Syntiant raises $25 million in Series B funding to develop speech processors for edge devices
Artificial intelligence semiconductor company Syntiant Corp. announced that it has raised $25 million in Series B funding to support its development of low-power, high-performance deep neural network processors for edge computing.
The funding round was led by Microsoft’s venture fund M12, with participation from the Amazon Alexa Fund, Applied Ventures, Intel Capital, Motorola Solutions Venture Capital, and Robert Bosch Venture Capital. Syntiant will also expand its board of directors with the appointment of M12 Managing Director Samir Kumar, and SpaceX CFO Bret Johnsen, who will serve as an independent director.
Syntiant is developing neural decision processors (NDPs) free from the constraints of legacy processor architectures, according to the announcement. The NDPs use an analog neural network to offer extreme memory efficiency and massively parallel computation for power use degrees of magnitude lower.

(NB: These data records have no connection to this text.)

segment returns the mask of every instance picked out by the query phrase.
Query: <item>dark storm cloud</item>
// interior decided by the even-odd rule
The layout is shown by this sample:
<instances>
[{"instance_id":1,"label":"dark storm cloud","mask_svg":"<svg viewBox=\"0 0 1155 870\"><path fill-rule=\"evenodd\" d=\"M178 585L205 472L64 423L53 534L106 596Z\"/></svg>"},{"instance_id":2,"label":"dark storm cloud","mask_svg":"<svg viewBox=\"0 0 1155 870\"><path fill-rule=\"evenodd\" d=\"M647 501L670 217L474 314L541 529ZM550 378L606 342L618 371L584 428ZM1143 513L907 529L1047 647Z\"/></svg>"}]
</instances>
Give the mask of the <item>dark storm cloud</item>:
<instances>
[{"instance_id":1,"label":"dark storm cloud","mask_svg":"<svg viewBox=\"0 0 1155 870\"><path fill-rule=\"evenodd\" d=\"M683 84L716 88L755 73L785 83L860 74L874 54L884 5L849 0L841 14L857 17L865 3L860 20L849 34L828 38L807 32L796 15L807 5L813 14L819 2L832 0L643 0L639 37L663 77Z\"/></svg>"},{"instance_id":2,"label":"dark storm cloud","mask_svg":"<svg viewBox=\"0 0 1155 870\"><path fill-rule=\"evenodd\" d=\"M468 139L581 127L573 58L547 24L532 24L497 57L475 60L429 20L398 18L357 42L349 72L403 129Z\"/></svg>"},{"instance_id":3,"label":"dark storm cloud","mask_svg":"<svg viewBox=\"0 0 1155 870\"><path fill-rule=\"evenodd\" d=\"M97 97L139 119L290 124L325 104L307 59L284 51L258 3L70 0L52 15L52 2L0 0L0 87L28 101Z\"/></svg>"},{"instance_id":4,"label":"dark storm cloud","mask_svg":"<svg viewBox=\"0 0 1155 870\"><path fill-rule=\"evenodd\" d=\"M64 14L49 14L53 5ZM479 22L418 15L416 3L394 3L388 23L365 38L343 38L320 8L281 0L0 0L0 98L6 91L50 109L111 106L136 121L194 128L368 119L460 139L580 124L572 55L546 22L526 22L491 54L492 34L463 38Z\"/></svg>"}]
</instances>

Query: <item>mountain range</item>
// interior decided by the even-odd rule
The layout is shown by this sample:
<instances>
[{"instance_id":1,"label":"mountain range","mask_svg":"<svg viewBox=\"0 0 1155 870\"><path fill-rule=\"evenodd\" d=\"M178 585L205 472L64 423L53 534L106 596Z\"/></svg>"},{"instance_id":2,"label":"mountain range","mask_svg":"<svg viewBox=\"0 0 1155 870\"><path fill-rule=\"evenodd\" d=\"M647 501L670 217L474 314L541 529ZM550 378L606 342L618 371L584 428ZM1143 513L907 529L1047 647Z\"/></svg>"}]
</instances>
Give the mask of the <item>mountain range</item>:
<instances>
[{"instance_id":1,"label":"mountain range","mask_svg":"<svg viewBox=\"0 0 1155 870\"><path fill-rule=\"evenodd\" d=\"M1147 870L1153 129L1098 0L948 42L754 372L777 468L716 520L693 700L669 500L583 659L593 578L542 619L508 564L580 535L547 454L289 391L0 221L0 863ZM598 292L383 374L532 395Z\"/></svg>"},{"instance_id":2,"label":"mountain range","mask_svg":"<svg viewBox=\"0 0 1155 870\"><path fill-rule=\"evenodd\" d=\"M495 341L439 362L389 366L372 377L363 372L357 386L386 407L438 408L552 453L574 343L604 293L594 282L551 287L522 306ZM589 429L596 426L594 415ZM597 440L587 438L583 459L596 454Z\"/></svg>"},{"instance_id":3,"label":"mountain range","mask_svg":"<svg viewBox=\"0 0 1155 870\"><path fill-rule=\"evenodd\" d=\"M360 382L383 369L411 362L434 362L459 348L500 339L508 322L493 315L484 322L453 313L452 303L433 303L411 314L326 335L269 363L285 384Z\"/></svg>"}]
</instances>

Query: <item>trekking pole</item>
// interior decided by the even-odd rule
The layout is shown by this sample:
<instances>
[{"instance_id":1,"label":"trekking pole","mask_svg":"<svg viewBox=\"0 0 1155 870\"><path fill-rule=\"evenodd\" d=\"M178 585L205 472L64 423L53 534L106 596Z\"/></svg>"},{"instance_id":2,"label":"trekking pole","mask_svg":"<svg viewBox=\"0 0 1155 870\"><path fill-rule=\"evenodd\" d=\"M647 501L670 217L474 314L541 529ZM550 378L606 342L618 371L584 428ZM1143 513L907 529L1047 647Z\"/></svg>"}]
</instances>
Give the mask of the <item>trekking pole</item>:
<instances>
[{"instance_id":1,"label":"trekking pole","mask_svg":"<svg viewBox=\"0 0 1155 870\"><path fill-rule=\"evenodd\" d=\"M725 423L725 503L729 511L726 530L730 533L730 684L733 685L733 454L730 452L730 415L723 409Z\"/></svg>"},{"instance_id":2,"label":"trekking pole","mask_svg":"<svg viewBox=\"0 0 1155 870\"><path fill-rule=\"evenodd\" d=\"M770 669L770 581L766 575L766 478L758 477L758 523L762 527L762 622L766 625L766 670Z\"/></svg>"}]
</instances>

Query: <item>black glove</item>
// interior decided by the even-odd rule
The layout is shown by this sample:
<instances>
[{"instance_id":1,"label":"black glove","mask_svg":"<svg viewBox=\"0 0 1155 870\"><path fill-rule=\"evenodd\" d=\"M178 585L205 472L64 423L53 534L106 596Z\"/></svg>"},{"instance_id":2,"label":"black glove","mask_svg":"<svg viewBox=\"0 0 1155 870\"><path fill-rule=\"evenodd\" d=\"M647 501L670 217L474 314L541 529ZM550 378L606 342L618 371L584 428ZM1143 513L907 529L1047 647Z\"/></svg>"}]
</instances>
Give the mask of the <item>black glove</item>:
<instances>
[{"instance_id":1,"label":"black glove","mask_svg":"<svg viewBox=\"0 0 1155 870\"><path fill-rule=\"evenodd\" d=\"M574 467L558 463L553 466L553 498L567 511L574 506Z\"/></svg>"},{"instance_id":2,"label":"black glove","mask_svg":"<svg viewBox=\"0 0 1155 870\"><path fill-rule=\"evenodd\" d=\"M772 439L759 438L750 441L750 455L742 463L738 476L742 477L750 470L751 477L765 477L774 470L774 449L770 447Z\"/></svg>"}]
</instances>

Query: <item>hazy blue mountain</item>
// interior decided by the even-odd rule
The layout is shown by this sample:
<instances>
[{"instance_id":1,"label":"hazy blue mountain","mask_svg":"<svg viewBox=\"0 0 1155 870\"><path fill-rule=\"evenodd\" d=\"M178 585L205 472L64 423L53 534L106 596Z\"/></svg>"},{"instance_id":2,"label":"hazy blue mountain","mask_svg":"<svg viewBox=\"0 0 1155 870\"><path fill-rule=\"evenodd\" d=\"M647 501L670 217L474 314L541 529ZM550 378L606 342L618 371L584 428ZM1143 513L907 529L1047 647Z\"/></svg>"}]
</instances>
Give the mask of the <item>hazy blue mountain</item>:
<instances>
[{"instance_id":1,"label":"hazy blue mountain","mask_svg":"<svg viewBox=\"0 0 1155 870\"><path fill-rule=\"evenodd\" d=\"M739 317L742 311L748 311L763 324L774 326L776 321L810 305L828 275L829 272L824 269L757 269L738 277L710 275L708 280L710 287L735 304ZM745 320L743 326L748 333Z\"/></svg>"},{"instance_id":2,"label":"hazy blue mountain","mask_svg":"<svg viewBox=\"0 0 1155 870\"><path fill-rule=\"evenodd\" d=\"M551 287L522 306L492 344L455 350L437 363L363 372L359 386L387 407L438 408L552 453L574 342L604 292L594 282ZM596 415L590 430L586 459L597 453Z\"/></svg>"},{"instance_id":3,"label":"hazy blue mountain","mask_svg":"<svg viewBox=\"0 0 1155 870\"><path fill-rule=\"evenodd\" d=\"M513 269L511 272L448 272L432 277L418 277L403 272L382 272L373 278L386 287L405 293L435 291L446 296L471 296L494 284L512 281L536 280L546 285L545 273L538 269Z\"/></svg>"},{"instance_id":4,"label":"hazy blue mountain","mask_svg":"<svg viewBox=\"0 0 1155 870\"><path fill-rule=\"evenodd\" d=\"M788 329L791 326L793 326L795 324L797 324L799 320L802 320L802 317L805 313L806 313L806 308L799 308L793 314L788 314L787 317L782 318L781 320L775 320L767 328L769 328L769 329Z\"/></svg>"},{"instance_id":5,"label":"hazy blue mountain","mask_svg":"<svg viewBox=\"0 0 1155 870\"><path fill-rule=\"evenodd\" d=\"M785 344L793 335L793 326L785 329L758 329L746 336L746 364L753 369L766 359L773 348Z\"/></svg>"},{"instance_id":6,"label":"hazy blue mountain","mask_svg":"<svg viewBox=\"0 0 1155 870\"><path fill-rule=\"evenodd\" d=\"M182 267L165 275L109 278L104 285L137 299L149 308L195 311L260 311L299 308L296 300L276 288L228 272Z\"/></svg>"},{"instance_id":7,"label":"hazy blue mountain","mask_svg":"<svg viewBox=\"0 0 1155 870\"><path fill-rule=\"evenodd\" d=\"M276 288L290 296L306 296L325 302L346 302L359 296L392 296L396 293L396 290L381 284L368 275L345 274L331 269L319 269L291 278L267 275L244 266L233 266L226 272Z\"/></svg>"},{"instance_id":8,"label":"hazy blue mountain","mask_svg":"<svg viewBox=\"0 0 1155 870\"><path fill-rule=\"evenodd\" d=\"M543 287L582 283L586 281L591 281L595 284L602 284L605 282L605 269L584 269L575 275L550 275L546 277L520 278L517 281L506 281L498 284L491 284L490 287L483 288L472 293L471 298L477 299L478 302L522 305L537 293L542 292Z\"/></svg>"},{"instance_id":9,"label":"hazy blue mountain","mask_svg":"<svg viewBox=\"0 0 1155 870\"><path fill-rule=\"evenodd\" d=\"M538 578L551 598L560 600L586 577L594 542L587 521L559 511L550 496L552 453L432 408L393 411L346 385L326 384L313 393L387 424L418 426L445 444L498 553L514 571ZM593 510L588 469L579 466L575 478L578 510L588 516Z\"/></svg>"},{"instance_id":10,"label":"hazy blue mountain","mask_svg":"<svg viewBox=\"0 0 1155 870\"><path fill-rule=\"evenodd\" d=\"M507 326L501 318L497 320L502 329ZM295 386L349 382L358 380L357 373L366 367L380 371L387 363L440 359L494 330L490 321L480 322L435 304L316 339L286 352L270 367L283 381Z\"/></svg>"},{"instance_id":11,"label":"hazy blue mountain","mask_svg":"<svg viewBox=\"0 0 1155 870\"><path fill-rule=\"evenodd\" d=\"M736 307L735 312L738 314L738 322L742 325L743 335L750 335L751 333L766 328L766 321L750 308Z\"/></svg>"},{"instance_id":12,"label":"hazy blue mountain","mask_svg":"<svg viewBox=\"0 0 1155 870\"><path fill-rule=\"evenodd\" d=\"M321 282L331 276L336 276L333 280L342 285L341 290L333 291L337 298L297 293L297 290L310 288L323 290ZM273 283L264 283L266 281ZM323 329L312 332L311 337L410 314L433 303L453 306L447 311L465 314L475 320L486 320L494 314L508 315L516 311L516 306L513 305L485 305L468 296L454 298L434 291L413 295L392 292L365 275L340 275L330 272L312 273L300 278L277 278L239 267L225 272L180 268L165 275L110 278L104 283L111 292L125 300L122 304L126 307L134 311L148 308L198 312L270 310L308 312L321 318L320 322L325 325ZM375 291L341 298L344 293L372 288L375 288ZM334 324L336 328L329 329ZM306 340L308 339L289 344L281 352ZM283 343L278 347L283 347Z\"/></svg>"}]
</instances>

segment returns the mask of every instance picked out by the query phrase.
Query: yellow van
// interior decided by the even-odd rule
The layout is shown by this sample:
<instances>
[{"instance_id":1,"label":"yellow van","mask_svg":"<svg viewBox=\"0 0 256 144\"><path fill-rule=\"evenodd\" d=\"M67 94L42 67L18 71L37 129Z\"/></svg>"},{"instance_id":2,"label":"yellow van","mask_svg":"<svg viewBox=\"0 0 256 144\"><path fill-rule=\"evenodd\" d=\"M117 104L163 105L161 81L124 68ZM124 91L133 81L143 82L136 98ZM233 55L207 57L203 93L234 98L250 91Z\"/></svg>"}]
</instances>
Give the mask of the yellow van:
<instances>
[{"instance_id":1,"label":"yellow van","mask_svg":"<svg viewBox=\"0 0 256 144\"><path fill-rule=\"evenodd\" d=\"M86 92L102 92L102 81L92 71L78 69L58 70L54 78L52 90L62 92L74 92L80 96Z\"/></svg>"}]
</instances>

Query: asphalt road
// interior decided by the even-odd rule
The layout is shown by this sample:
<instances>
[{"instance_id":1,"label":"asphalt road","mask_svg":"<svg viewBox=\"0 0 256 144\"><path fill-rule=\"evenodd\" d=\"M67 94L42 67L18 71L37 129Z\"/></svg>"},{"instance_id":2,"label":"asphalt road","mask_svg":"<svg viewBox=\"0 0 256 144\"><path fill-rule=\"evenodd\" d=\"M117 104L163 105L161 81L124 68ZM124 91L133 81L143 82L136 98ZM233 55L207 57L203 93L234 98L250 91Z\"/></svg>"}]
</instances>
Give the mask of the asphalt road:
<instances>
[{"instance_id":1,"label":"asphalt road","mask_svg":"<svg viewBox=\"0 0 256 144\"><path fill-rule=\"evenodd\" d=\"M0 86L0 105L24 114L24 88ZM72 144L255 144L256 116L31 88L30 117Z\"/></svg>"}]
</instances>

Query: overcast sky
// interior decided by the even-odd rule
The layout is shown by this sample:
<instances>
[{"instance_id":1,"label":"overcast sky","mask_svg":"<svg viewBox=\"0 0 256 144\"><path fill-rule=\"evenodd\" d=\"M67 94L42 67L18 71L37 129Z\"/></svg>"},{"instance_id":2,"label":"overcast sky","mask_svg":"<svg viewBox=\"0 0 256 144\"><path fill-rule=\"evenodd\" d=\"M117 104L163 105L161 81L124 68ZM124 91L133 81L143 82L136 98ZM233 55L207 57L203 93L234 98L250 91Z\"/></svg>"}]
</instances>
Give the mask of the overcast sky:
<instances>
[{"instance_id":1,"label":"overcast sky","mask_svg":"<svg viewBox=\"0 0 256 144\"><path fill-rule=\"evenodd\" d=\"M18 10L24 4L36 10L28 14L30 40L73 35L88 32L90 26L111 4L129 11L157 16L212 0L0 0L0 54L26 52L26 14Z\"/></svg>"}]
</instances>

The technology enables always-on deep learning inference in battery-powered devices from hearing aids to smart speakers, and is capable speaker identification, audio event detection and sensor analytics.
“We are both humbled and excited to be supported by several of the world’s greatest technology companies,” said Kurt Busch, CEO of Syntiant. “With participation from existing and new investors, and deeper guidance from our expanded board with the additions of Samir Kumar and Bret Johnsen, we will be able to commercialize Syntiant’s neural network technology for battery-powered devices to truly enable pervasive artificial intelligence.”
“Syntiant aligns perfectly with our mission to support companies that fuel voice technology innovation,” said Paul Bernard, director of the Alexa Fund at Amazon. “Its technology has enormous potential to drive continued adoption of voice services like Alexa, especially in mobile scenarios that require devices to balance low power with continuous, high-accuracy voice recognition. We look forward to working with Syntiant to extend its speech technology to new devices and environments.”
Kumar and Johnsen will join Busch, Syntiant CTO Jeremy Holleman, and Intel Capital Senior Director Sunil Sanghavi on the company’s board.
Moving biometric and other demanding processes to the edge has been an area of focus for several companies lately, including NXP Semiconductors, which recently launched an edge intelligence software environment for developers.